Empatia dentro e fora de cena

29 Setembro 2016, 16:00 Anabela Rodrigues Drago Miguens Mendes

Optámos hoje por dedicar o nosso tempo ao 5º capítulo da obra Como Sentimos… de Giovanni Frazzetto e que debate a questão da empatia.

A avançada experiência do neurocientista em matéria de conhecimento teatral e de espectação permite-lhe opinar de modo fundamentado sobre a compreensão emocional do mundo em que vivemos, como o reconhecemos e como o integramos na nossa experiência individual e na relação com os outros.

Partindo da frase: «A empatia é a espinha dorsal da nossa vida social», Frazzetto explica como a nossa atividade neuronal, em particular, os neurónios-espelho, mas também outras partes constitutivas do cérebro, como a área de Broca e a amígdala, são capazes de simular reacções empáticas de natureza simples ou mais complexa. Aquilo que acontece no nosso comportamento vivencial geral acontece também em relação ao modo como nos comportamos quando espectamos arte, nomeadamente artes performativas. A empatia está em cena e fora dela.

Frazzetto destaca neste capítulo a metodologia stanislavskiana e da Escola de Teatro de Moscovo na aprendizagem do actor como criação consciente através de processos de repetição de natureza física, de modo a alcançar uma sequenciação de emoções relacionadas com a experiência directa do actor. Paradoxalmente, alcançar o carácter convincente da representação leva o actor a debater-se com um misto de realidade e ficção que compõem esse mesmo acto em desenvolvimento na construção das suas personagens.

O facto de atribuirmos (os actores e nós como espectadores) realidade a uma situação ou ao decurso de uma acção não deve excluir deste processo a componente autobiográfica nem as afinidades pessoais que são relevantes para o processo de espectação. O que para uns é totalmente inserível num contexto real, para outros adquire gradações diversas dentro e fora desse parâmetro. Daí o neurocientista referir que «No teatro, a fronteira entre realidade e ficção é porosa.»

Num plano estético e político, habilmente desligado da empatia, encontramos Bertolt Brecht e a sua proposta de trabalho com o actor tornada numa fonte de ensinamento para o espectador. O processo de criação de distância, para o qual é gerada uma palavra nova, em alemão – Verfremdungseffekt –, tem origem na expressão do Formalistas Russos - приём отстранения priyom otstraneniya que Brecht importa para a sua concepção de teatro.

A observação das experiências teatrais em Moscovo, nos anos 30 do século passado, e o contacto directo com a Ópera de Pequim contribuem de sobremaneira para a desfamiliarização de forma e conteúdo da representação teatral. Apesar disso, o procedimento utilizado por Brecht é desde sempre familiar à narração de histórias, lendas e mitos como, por exemplo, defende Walter Benjamin no seu ensaio O Narrador – Reflexões sobre a obra de Nikolai Lesskov.

Ainda a propósito do capítulo 5º da obra de Frazzetto questionámo-nos acerca do carácter real ≠ ficcional nas manifestações artísticas de performance na actuação de Marina Abramovic e as diversas regiões cerebrais que são activadas em manifestações afins.

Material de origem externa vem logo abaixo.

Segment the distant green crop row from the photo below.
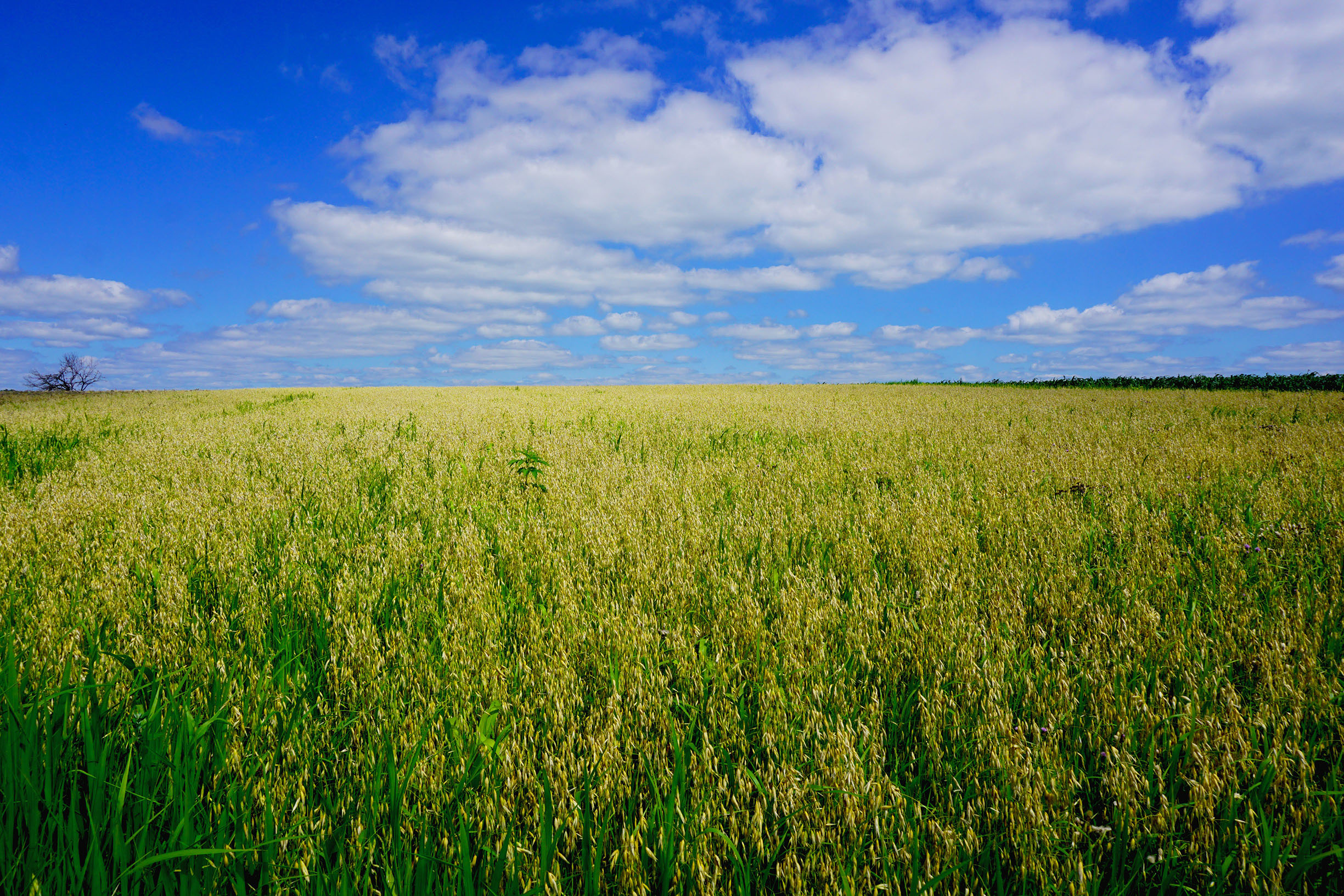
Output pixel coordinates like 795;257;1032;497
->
0;386;1344;896
888;374;1344;392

A especificidade da tragédia grega na óptica aristotélica e subsequentes apropriações da sua Poética levaram-nos a Gotthold Ephraim Lessing e à sua Dramaturgia de Hamburgo, na perspectiva de tradução do termo Terror, para o qual Lessing defende que este seja substituído por Temor mais adequado, na sua perspectiva à compreensão da tragédia burguesa. Ocupámo-nos finalmente do significado alargado de Catarse na perspectiva teatral e médica.

 

Leitura recomendadas:

- BARRENTO, João (Selecção, tradução, introdução e notas) 1989, Gotthold Ephraim Lessing Sobre a Tragédia (1756) in: Literatura Alemã Textos e Contextos (1700-1900), Volume I: O Século XVIII, Lisboa: Editorial Presença, 105-108.

-BENJAMIN, Walter 1992, O Narrador – Reflexões sobre a obra de Nikolai Lesskov, in: Sobre Arte, Técnica, Linguagem e Política, Lisboa: Relógio D’Água, 27-57.

- FRAZZETTO, Giovanni 2014, Como Sentimos – O que a Neurociência nos pode – ou não – dizer sobre as nossas emoções, Lisboa: Bertrand Editora, pp. 15-56; 57-97; 98-137; 176-213.

- MENDES, Anabela, Notas para uma sociologia das artes do espectáculo – Reflexão sobre a utilização de parâmetros cognitivos aplicados a públicos de teatro e outras artes in: Maria Helena Serôdio (dir.), Sinais de Cena 17, Junho de 2012, 60-69.